LONDON (AFP) — Oil prices rose strongly on supply disruptions in Nigeria, Africa's biggest exporter, and expectations of colder weather in key energy consumer the United States, traders said Friday.

New York's main contract, light sweet crude for delivery in March, jumped 1.13 dollars to 89.24 dollars per barrel.

Brent North Sea crude for March delivery climbed 1.15 dollars to 89.66 dollars.

"Prices are rising on back of Nigeria supply disruption," said Barclays Capital analyst Kevin Norrish.

"In addition, US weather forecasts indicated that temperatures in the (US) northeast would fall below normal next week leading to speculation that US (heating fuel) demand would rise."

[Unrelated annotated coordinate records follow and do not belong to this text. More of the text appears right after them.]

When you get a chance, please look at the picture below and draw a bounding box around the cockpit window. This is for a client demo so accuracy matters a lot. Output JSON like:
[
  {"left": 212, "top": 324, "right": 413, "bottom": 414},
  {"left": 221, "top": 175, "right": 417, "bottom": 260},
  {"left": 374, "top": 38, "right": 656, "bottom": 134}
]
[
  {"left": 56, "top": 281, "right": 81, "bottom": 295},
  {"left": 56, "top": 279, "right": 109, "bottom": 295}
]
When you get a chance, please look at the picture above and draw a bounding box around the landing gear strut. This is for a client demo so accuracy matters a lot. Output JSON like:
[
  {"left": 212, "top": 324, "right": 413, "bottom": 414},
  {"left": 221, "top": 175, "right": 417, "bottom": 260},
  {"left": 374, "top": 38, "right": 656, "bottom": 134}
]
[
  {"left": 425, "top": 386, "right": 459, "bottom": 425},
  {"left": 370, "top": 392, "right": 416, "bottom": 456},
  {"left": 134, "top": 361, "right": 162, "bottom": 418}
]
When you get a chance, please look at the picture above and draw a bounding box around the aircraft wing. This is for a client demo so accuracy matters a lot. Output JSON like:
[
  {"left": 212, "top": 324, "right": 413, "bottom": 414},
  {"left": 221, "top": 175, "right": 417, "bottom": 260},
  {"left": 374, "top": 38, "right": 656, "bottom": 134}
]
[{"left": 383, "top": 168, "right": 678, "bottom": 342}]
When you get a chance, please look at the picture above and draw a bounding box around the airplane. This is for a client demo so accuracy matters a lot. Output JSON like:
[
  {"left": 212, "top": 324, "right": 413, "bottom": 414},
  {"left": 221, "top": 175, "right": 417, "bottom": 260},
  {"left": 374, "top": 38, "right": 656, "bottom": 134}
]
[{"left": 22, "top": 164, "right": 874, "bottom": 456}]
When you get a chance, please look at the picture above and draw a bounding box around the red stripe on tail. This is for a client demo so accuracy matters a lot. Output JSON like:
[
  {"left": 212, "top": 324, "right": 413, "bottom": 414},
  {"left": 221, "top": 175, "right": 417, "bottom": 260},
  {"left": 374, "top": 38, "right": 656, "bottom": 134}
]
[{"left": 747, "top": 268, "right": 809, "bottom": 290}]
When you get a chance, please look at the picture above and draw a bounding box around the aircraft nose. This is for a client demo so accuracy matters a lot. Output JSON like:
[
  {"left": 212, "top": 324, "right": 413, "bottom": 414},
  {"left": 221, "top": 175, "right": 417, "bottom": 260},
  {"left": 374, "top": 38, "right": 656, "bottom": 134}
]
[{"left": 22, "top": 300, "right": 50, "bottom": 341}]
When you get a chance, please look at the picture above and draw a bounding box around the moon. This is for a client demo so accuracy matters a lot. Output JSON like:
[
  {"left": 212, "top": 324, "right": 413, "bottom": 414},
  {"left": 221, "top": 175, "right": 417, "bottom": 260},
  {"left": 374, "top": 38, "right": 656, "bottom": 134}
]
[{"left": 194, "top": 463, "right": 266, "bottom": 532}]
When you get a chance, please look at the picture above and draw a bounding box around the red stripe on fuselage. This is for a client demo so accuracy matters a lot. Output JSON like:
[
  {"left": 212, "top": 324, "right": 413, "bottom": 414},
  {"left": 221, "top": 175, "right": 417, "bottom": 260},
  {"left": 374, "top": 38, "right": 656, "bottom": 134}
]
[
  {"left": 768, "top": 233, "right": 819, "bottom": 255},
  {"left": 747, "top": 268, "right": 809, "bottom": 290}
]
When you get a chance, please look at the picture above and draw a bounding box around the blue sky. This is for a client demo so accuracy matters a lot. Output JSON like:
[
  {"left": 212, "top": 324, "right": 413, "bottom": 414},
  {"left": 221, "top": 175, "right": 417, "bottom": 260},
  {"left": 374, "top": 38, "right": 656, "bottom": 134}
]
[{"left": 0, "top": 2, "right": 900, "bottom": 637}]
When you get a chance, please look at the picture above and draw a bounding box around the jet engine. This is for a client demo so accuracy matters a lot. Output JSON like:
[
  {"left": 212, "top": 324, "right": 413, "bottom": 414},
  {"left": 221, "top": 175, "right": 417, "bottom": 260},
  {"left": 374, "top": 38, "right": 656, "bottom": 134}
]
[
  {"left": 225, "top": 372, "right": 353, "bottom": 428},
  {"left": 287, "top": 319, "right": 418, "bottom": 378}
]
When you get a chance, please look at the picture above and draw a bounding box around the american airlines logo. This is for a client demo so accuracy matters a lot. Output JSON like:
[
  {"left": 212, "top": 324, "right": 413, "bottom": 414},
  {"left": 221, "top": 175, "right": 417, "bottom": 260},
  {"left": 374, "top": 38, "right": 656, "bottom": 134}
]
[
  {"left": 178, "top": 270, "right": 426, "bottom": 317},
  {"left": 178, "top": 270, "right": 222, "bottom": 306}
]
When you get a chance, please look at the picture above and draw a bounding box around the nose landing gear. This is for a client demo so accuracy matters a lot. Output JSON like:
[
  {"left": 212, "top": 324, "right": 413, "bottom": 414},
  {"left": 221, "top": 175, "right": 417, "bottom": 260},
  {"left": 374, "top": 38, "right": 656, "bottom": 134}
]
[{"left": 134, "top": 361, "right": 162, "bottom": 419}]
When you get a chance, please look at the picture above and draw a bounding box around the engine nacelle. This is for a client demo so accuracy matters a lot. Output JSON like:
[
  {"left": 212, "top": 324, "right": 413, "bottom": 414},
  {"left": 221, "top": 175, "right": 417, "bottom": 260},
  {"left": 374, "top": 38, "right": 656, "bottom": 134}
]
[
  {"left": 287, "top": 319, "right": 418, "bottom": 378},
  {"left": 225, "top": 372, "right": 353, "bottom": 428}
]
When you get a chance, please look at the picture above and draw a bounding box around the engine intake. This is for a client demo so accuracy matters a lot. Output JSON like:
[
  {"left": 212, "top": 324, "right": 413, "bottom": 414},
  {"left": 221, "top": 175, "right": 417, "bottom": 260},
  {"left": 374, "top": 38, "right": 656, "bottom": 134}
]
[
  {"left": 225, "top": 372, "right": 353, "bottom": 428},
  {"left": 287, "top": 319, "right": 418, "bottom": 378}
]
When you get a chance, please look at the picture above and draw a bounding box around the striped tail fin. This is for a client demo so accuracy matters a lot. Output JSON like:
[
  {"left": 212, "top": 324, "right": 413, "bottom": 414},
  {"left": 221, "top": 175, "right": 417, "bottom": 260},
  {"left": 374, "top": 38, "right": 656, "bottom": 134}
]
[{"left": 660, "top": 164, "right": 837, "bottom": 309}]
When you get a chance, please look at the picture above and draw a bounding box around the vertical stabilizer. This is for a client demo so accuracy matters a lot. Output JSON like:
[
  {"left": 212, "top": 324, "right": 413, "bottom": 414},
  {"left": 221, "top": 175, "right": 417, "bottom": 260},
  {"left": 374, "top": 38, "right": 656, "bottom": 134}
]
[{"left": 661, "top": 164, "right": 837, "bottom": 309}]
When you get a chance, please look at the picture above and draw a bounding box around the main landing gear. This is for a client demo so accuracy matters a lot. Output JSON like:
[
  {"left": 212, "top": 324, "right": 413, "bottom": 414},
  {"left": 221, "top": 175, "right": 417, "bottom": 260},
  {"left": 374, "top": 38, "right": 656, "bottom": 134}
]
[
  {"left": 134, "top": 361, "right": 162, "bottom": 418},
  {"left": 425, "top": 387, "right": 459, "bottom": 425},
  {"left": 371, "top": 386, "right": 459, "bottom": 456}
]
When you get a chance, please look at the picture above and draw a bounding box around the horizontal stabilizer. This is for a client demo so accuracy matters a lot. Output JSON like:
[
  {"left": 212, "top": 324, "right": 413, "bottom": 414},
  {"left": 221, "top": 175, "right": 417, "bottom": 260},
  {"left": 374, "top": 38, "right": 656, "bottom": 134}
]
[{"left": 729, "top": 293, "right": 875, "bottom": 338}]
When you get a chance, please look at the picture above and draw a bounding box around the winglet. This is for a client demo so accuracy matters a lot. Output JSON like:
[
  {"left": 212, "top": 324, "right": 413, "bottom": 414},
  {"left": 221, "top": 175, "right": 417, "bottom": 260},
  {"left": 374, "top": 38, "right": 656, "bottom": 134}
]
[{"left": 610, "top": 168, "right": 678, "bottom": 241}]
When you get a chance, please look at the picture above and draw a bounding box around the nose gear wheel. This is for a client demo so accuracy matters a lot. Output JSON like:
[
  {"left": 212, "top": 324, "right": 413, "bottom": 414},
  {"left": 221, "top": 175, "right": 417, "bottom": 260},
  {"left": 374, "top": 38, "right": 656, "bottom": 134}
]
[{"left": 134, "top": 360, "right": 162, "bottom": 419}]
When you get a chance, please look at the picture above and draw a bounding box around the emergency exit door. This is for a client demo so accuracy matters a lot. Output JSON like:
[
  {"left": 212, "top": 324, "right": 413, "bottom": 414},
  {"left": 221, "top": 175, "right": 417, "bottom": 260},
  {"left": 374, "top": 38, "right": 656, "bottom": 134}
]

Energy giant Shell said Thursday it would not be able to honour all its export contracts from its southern Nigerian Bonny export terminal for the rest of February and March because of sabotage.

The company said it had not been able to repair three pipeline leaks on the Nembe Creek trunk because of "serious security challenges."

It did not give figures on the expected loss in production but industry sources estimate thousands of barrels of crude will be lost.

Shell is Nigeria's largest oil operator, accounting for around half of the country's daily output of 2.6 million barrels at peak production, but unrest in the Niger Delta has slashed production by a quarter since January 2006.

Shell has declared a force majeure, which allows companies to suspend contractual obligations such as deliveries of oil and gas following unforeseen events, without incurring penalties.

While supply worries boosted oil prices on Friday, rising crude inventories in the United States and fears that demand could fall should the global economy falter have seen prices slump by almost 12 percent since striking historic highs above 100 dollars a barrel in early January.

Prices closed down more than a dollar on Wednesday after the US government reported another rise in crude oil inventories amid mounting worries that demand for energy would fall owing to the weak US economy.

The US Department of Energy said American crude inventories had jumped by 7.0 million barrels in the week ending February 1, marking a fourth straight rise in stocks.

The increase was much higher than analysts' consensus forecast which had predicted a gain of just 2.2 million barrels.

US gasoline, or petrol, stockpiles increased by 3.6 million barrels, which also beat market expectations calling for a 1.7-million-barrel rise.